Do some research on your own
There is a lot of information out there about divorce, but not a lot about staying calm and focused during and after the process. And it is easy to become disoriented and scared about what is going on. You need to get a lot of support, such as information from others and some strategies to help you remain calm and confident, which will make things easier on both of you. It is also important to look at what is going on with a detached, detached, and even detached sense of perspective. The facts are still the facts and it may be that the divorce process is just an unpleasant change in the reality of your life, but it does not have to be a good or healthy thing. But you need to give yourself plenty of time to digest the information that you get from friends, family, or even outside sources.
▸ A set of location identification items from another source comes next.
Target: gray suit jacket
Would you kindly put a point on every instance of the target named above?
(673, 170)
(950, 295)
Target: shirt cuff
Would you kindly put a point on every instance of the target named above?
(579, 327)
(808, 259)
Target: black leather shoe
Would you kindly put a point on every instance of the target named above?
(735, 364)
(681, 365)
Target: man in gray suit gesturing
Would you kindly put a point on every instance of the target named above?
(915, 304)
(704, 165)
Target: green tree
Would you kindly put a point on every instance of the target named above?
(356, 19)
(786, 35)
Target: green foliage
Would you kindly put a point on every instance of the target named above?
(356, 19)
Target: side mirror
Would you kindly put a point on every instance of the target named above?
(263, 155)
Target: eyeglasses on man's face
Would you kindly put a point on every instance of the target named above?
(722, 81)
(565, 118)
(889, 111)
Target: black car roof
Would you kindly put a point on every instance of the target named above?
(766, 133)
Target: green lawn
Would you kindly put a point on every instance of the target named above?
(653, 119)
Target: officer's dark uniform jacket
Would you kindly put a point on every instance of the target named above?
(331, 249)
Be prepared for a long process
If you’ve decided to settle out of court, it’s not too early to begin researching what kind of deal you can negotiate. A friend of mine was recently involved in a divorce where she negotiated a much smaller settlement than the one she expected to receive. She was well aware of the amount that her soon-to-be-ex-husband was likely to receive in the end. Yet she was not prepared for the process. Her lawyers did not seem to realize that she wanted to avoid litigation, and therefore, did not give her an accurate idea of what was in her best interests. For example, there were technicalities that could have been overlooked that would have prevented her husband from collecting a good deal of his award.
Give yourself time to heal
Be patient. If you are too angry to think straight, then don’t sign anything or say anything to your spouse until you can go back and make an informed decision. Don’t agree to something or offer your child to be part of the agreement if you’re just going to shoot it down once you have some time to think about it. It can be a long process. Don’t make your spouse see it through to the bitter end just because you want it over with. Get time to think it over and get some advice from a good divorce lawyer or another trusted family member. Never negotiate under duress It’s never a good idea to negotiate something you can’t handle. If your spouse has put some pressure on you, then it’s time to walk away. It’s your right to decide how much money you are willing to give up in a divorce case.
At this point, you have to ask yourself whether you are able to keep fighting this battle. There may be a slight chance that you can keep going, but you would have to be prepared to endure a lot of stress. There is no way out of it; you either get your way or you pay a lot in legal fees. You may even have to fight your spouse in court. Think about the factors that drive you to fight and see if you are not already preparing yourself for that.